¡¡Joselito!! |
El 28 de noviembre de 2013 ABC de Sevilla publicó en su sección Tribuna Abierta un excelente artículo del crítico taurino y escrito Álvaro Pastor Torres titulado Joselito vuelve a la Alameda.
Marzo de 1916, una mañana de intensa niebla a principios de la cuaresma. José Gómez Ortega, Gallito en los carteles, se recupera en su casa de la Alameda de los Hércules de unas calenturas que lo han tenido al borde de la muerte, como ya le ocurrió también tres años antes. La señá Grabiela anda en el oratorio rezando el rosario sobre un reclinatorio —el que hoy está en la capilla de la plaza de toros hispalense— para implorar a la pequeña Virgen de la Esperanza la curación de su benjamín, que como este Viernes Santo no podrá salir de nazareno en la Macarena por su estado, sí recibirá en la puerta de su casa la visita de la cofradía de la Soledad, de la que ella es camarera y benefactora. Apoyado en la barandilla del balcón del primer piso — que antaño vio asomarse al machadiano Cara-ancha, su antiguo propietario— José contempla el paseo que mandó urbanizar el conde de Barajas, y entre las brumas de la mañana, justo antes de las columnas coronadas por leones heráldicos que puso el ilustrado asistente Larumbe, ve cómo se yergue, entre el viejo caserío encalado de la acera frontera, la torre de don Fadrique. Antonio Petit y José María del Rey, tan gallistas, tan enamorados de las cosas de Sevilla, le han contado las leyendas que en torno a ese lugar nacieron: los amores incestuosos del fogoso infante castellano con su madastra, la bella doña Juana de Ponthieu; los envites libidinosos del desequilibrado don Pedro I de Castilla a doña María Fernández Coronel o el milagro del olivo que creció rápidamente para ocultar la castidad de esa misma doña María. El torero piensa cuántas locuras se hacen por amor y suspira fuertemente para sus adentros pensando en Guadalupe, su anhelo imposible, la hija del ganadero Felipe de Pablo Romero.

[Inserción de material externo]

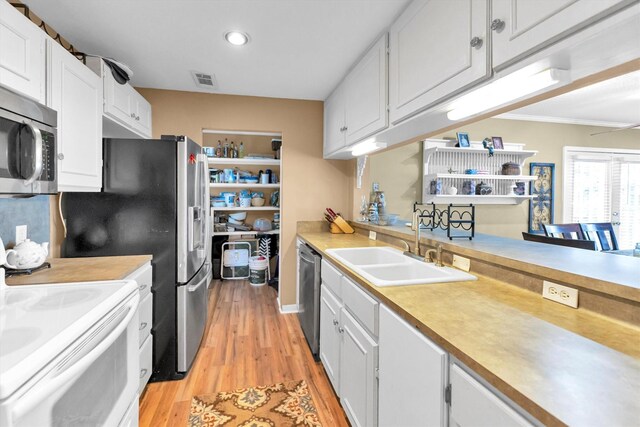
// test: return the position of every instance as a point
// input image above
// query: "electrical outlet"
(21, 234)
(558, 293)
(461, 263)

Casi un siglo después José vuelve en espíritu por esa Alameda que tanto lo lloró el día que colgaron negros crepones de los Hércules y ocho caballos negros —como los del coche fúnebre de su admirado Espartero— lo condujeron al camposanto de San Fernando. Sus cuadros, los bordados de sus trajes que acabaron en una saya de la Macarena, sus objetos personales, los carteles de seda que proclaman sus hazañas temporada a temporada, el espadín que le regaló Alfonso XIII y hasta el chaleco recamado con golpes de alamares que llevaba la trágica tarde de Talavera —purificado por la sangre redentora— se exponen estos días en el antiguo monasterio de Santa Clara, entre paneles de azulejos seicentistas y la esquila muda que no llama ya al rezo de las horas canónicas, mientras la fuente derrama su lamento sobre el sepia de las viejas fotografías de Serrano que narran cómo sometía a los toros por abajo en la desdichada Monumental de San Bernardo o los desplantes con que se atrevía.
El espíritu medieval de fray Álvaro Peláez, obispo de Silves en el reino de los Algarves, que espera pacientemente la resurrección de la carne junto a la sala de profundis, y a la vejez se ha metido a gallista confeso, dibuja imposibles quiebros con las banderillas a un imaginario toro berrendo o intenta el pase del celeste i mperio con una capa pluvial. Y las monjas enanas que pintó Valdés Leal para la serie sobre la vida de Santa Clara bailan a escondidas entre los callejones mudéjares del cenobio las sevillanas boleras: «Víctima de su valor,/ en la arena ha sucumbido/ el más grande lidiador/ que nuestra fiesta ha tenido.»
Porque José entró en la categoría suprema de mito, sin necesidad de un Chaves Nogales que le novelara su vida, justo cuando expiró en la destartalada enfermería de la plaza talaverana una primavera de 1920, poco antes de que Juan Manuel vistiera a la Esperanza de riguroso luto; las niñas cantaran por las esquinas en sus juegos infantiles los versos de Muñoz Seca «¡Gallito… el mejor torero!/ ¡El más artista! ¡El primero!/ El que aquel día nefando/ llegó a la plaza cantando/ las coplas del Espartero»; Muñoz y Pabón se ganara a pulso la pluma de oro y las mocitas suspiraran al recitar las rimas del malagueño Enrique López Alarcón: «Ven, pasajero, dobla la rodilla,/ que en la Semana Santa de Sevilla,/ porque ha muerto José, este año estrena/ lágrimas de verdad la Macarena.»